Mark , I guess what I am trying to convay oi vay is trying to parse out the difference between likely more gay and more likely a man having sex with men as a pattern of repeating the CSA.
The guilt I had was at first both having sex with men ( it didn't matter who) which made me feel dirty and ashamed cuz the down low is not a happy neighborhood AND the guilt from betraying the person I love - my wife.
Once that guy kissed me and I felt that feeling. Once I realized I was no longer checking the babes out but strictly looking at the guys, I felt less guilt for being gay but still guilty for not having the guts at the point of epiphany to be honest with my wife. I tried to push it even farther down, drink more, take risks. I didnt want to be gay. It was the lowest point in my life, I barely survived. I didn't want to hurt her or my kids but acting the way I did was doing exactly that. I pushed everyone away.
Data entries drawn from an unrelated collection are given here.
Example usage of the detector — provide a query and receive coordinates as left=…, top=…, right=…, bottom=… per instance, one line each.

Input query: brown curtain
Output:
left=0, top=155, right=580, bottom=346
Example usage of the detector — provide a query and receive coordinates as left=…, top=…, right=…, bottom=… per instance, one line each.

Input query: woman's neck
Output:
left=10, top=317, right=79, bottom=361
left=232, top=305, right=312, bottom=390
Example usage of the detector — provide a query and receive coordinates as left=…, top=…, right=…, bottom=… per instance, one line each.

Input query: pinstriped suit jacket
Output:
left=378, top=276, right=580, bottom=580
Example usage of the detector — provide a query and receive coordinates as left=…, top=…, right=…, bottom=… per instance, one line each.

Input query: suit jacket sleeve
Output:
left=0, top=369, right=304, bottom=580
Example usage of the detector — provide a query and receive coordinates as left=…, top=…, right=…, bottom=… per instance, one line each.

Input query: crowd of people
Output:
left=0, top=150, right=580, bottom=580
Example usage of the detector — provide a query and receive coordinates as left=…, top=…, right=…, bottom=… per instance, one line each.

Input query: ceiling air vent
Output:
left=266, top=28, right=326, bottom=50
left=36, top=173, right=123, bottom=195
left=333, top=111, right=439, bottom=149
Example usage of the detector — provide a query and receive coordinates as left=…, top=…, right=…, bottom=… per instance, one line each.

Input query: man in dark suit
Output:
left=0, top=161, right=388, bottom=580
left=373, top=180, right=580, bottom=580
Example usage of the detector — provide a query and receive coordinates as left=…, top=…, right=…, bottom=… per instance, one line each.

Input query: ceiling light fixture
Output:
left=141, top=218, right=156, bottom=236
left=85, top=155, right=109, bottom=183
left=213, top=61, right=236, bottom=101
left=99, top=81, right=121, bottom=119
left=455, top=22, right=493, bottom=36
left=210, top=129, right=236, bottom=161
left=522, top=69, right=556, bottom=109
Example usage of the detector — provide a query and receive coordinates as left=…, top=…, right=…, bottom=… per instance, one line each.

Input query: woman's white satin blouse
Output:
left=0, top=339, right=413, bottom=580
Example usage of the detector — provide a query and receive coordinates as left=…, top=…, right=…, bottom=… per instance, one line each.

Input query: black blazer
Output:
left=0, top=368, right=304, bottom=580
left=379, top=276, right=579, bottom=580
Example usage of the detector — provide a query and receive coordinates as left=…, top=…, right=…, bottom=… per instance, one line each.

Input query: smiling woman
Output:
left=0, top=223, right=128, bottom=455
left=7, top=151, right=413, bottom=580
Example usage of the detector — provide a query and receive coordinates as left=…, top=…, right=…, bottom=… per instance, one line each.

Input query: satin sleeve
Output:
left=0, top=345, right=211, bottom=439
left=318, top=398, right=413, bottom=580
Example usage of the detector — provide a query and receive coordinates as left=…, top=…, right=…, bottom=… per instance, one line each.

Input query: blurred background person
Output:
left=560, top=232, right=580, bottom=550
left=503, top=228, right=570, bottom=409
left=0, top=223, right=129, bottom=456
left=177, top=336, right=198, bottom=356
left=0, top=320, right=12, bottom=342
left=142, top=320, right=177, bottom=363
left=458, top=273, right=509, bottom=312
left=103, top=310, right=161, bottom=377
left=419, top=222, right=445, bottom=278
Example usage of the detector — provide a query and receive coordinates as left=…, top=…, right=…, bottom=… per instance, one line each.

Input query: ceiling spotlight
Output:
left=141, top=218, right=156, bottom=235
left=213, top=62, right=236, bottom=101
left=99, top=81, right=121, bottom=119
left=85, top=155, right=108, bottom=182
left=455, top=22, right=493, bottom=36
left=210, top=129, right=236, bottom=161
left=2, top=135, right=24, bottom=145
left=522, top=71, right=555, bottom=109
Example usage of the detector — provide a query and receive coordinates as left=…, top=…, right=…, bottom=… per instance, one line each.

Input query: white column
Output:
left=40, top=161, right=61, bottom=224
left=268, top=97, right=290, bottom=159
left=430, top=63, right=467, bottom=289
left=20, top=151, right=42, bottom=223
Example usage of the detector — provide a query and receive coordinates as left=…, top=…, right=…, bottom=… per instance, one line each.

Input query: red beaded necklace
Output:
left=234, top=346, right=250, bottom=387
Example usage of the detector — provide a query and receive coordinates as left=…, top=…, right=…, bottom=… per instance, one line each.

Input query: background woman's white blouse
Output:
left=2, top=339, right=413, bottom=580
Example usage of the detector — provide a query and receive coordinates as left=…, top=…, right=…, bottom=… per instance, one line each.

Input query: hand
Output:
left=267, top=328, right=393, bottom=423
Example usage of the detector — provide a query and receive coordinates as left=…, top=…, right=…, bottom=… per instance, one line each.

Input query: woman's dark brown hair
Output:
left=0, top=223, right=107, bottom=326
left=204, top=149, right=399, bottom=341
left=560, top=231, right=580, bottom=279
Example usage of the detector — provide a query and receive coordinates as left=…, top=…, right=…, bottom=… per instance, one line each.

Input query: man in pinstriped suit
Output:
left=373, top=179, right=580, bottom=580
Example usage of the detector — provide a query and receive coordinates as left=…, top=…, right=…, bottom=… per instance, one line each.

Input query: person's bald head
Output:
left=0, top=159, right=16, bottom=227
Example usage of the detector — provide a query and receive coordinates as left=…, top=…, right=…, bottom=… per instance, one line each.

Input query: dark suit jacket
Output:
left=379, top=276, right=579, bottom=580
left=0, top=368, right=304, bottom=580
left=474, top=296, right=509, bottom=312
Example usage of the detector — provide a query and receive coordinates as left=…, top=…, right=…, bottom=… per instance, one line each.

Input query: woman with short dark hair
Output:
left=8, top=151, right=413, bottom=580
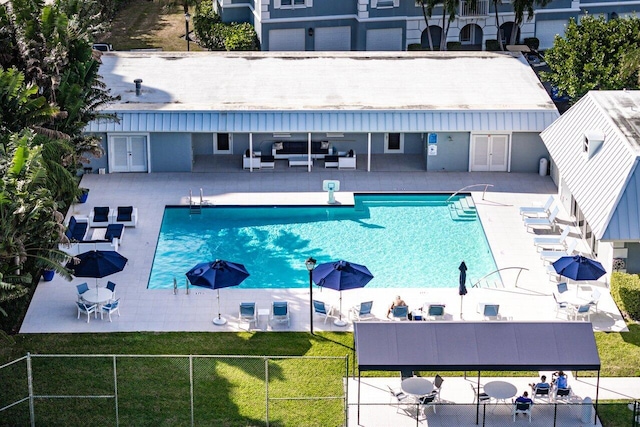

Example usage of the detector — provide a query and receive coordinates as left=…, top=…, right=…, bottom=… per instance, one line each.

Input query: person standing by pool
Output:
left=387, top=295, right=407, bottom=317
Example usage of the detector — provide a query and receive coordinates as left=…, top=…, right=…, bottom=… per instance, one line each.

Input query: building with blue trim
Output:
left=214, top=0, right=640, bottom=51
left=85, top=52, right=559, bottom=173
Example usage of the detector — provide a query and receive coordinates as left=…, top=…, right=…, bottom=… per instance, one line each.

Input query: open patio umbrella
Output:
left=67, top=250, right=128, bottom=287
left=312, top=260, right=373, bottom=326
left=458, top=261, right=467, bottom=319
left=186, top=259, right=249, bottom=325
left=553, top=255, right=607, bottom=280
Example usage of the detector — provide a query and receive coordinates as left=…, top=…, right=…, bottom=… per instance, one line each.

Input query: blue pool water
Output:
left=148, top=195, right=496, bottom=289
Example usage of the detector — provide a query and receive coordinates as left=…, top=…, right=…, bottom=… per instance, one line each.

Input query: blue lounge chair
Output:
left=351, top=301, right=375, bottom=320
left=89, top=206, right=111, bottom=227
left=271, top=301, right=291, bottom=327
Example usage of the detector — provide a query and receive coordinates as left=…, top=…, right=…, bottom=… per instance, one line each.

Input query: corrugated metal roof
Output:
left=85, top=111, right=558, bottom=133
left=540, top=91, right=640, bottom=241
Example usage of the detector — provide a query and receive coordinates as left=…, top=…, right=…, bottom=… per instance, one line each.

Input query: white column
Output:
left=249, top=132, right=253, bottom=172
left=367, top=132, right=371, bottom=172
left=307, top=132, right=311, bottom=172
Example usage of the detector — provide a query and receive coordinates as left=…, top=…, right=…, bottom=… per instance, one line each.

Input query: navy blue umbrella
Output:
left=187, top=260, right=249, bottom=325
left=312, top=260, right=373, bottom=326
left=553, top=255, right=607, bottom=280
left=458, top=261, right=467, bottom=319
left=67, top=251, right=128, bottom=285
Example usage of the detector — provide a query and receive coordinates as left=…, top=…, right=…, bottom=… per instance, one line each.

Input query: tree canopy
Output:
left=542, top=15, right=640, bottom=102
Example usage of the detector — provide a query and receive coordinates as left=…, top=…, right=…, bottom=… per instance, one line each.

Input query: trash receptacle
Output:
left=539, top=157, right=549, bottom=176
left=580, top=396, right=593, bottom=423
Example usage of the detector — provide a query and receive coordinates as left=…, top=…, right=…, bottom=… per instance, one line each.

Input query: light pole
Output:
left=184, top=12, right=191, bottom=52
left=304, top=257, right=316, bottom=335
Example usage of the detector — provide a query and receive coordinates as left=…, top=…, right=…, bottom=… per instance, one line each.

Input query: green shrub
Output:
left=485, top=39, right=500, bottom=52
left=524, top=37, right=540, bottom=50
left=447, top=42, right=462, bottom=50
left=611, top=272, right=640, bottom=320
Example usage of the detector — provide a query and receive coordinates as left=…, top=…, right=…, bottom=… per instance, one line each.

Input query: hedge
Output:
left=611, top=272, right=640, bottom=320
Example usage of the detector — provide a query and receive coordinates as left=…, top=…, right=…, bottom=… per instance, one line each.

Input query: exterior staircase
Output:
left=449, top=196, right=478, bottom=221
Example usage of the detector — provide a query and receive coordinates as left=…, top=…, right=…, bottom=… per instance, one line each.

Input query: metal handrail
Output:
left=471, top=267, right=529, bottom=288
left=445, top=184, right=493, bottom=202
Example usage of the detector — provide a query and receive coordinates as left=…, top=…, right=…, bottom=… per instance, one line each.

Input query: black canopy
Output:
left=354, top=322, right=600, bottom=371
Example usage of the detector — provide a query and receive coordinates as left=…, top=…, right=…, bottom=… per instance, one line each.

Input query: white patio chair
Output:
left=520, top=196, right=553, bottom=219
left=76, top=301, right=98, bottom=323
When I finally had the courage to tell the truth ( thank you Theo Fluery- http://theofleury14.com/
) it made all the difference in the world.
I attended SA , AA , group for survivors and the Wor. Now there is no longer guilt or shame or anguish. Just a loving guy who dotes on his kids, is truly friends with his ex ( cuz I love her still on some level ) and now Has a Fabulous bf. lol. My kids and ex think he is awesome too. I will always carry that pang of deep regret over betraying my ex, but as my psychiatrist said " my behavior couldnt be justified but it certinainly can be explained. ". Living in secrets all those years made not living in secrets for the rest of my life next to impossible.
We all come to it in our owe time.
I was trying to help Optimus see that you can change your paradigm.
Men who are not gay are deeply disturbed by the SSA. When they fantasize or dream or about another man, it is generally not pleasant. They feel guilty for even thinking it. Not to minimize it , but more analogous to a stupid jingle or pop song that won't leave your head.
But if the fantasy is pleasant and the guilt comes from outside, then it more likely goes to your orientation and true self.
I hope that makes more sense, and again as Eric said its not that simplistic, there is no formula. I just hate to see suffering where there has already been so much.